Come dice l’OMS, infatti, “every move counts”, cioè “ogni movimento conta”. Questo slogan proposto dall’Organizzazione Mondiale della Sanità pone l’accento su quanto sia importante far capire alle persone che – come riporta testualmente lo stesso Ministero della Salute – “poco è meglio di niente” e che i primi benefici si possono ottenere già con quantità minime di esercizio.
Sport adatti per gli anziani: alcuni esempi
Prima di addentrarci nella lista delle attività più indicate per la terza età, è doveroso fare una premessa. Quando si coinvolge una persona anziana nello svolgimento di qualche sport bisogna agire con gradualità: è sempre meglio partire da esercizi lievi e semplici, come le camminate, per poi passare ad attività più impegnative.
Sport più intensi e complessi richiedono una visita specialistica preliminare e la presenza di professionisti esperti in grado di supervisionare e guidare l’anziano nella loro esecuzione.
Tenendo a mente, prima di tutto, la tutela del benessere generale della persona, ecco alcuni degli sport più consigliati per incentivare l’attività fisica negli over 65:
- Aerobica in acqua: l’esercizio in acqua è l’ideale per chi soffre di artrite e altre forme di dolori articolari. Può migliorare inoltre la flessibilità, la forza e i problemi di equilibrio.
- Chair Yoga, lo yoga svolto sulla sedia: come l’aerobica in acqua, lo yoga sulla sedia è una forma di esercizio a basso impatto che può apportare beneficio. Come riporta uno studio condotto dalla Florida Atlantic University, ad esempio, negli anziani con osteoartrosi può aiutare a ridurre il dolore e a migliorare la qualità della vita.
- Cyclette: pedalare da fermi, grazie all’uso di cyclette o pedaliere, migliora il metabolismo nelle persone anziane, supporta le capacità respiratorie, contrasta le problematiche cardiovascolari e rafforza il tono muscolare.

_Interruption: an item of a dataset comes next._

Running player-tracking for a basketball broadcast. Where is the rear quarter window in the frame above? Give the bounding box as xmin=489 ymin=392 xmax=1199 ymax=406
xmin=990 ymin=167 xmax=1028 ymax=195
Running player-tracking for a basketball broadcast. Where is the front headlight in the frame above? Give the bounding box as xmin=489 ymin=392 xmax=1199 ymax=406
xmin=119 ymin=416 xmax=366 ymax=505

- Ballo: attività come la Tangoterapia considerano i movimenti ritmici del ballo come veri e propri approcci terapeutici in grado di risolvere molteplici problematiche fisiche e psicologiche nelle persone più anziane.
- Esercizi con bande elastiche: le bande elastiche sono strisce elastiche di gomma che permettono ai muscoli e alle articolazioni di allenarsi con poco sforzo. Le attività fisiche che sfruttano questi strumenti sono facili da effettuare.

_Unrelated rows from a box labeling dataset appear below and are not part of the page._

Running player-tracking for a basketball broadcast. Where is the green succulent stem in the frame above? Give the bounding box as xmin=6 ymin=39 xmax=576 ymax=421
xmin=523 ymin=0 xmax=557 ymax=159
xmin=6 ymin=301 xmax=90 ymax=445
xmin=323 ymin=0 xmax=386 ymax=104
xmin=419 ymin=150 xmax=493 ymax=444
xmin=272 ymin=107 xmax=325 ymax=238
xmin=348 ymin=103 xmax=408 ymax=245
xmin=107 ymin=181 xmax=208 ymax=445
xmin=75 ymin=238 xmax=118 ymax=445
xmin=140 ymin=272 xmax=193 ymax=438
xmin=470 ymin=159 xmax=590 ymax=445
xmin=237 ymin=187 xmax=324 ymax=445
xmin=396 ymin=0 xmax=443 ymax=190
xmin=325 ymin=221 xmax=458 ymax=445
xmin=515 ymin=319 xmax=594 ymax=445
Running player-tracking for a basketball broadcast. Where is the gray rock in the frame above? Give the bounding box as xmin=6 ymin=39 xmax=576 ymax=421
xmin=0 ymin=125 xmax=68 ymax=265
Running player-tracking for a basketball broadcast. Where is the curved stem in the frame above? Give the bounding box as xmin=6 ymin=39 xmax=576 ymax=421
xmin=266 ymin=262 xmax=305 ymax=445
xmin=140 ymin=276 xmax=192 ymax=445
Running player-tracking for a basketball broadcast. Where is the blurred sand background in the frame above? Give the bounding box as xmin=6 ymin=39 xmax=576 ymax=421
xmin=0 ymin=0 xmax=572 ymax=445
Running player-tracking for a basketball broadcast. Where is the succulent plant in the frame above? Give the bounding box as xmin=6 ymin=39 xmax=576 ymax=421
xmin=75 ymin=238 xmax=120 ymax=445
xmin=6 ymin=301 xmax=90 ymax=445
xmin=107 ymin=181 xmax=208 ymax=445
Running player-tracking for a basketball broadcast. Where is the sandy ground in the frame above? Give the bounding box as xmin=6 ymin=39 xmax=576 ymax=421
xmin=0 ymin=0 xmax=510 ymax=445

- Pilates: si tratta di una forma di esercizio a basso impatto. I movimenti che le persone anziane eseguono durante le sessioni di pilates agiscono su respirazione, equilibrio, postura e forza.
- Ginnastica dolce: si tratta di una ginnastica volta a stimolare tutto il corpo attraverso l’esecuzione di movimenti molto semplici e guidati, capaci di generare anche benessere mentale.
- Nordic walking: si tratta di una camminata a passo sostenuto, all’aria aperta, che prevede l’uso di due bastoncini da passeggio. È uno sport nato in Finlandia negli anni ‘30, che si è diffuso anche in Italia tra gli anni ‘60 e ‘70. Può essere praticato anche dalle persone anziane e apporta numerosi benefici al sistema cardiocircolatorio e ai muscoli.
Infine, se è vero che passeggiare non è uno sport a tutti gli effetti, è però senza dubbio una delle attività aerobiche per eccellenza e non possiamo fare a meno di citare anche questo esercizio fisico. Non solo camminare apporta effetti positivi da un punto di vista muscolare e respiratorio, ma è un ottimo modo per accrescere il buonumore.
L’attività fisica al centro delle proposte di Real Salus
Real Salus, società che gestisce a Bologna e provincia numerose realtà rivolte alla terza età, come RSA e case di riposo, conosce bene i benefici di un’attività fisica continuativa e guidata per la persona anziana.
Ecco perché gli ospiti che si rivolgono a Real Salus possono beneficiare, grazie all’assistenza di operatori qualificati e specializzati, di un supporto incoraggiante e positivo al movimento, attraverso deambulazione assistita, ginnastica dolce, esercizi di rinforzo muscolare delle gambe e sessioni di ginnastica collettiva, sempre calibrati sulle capacità motorie di ognuno.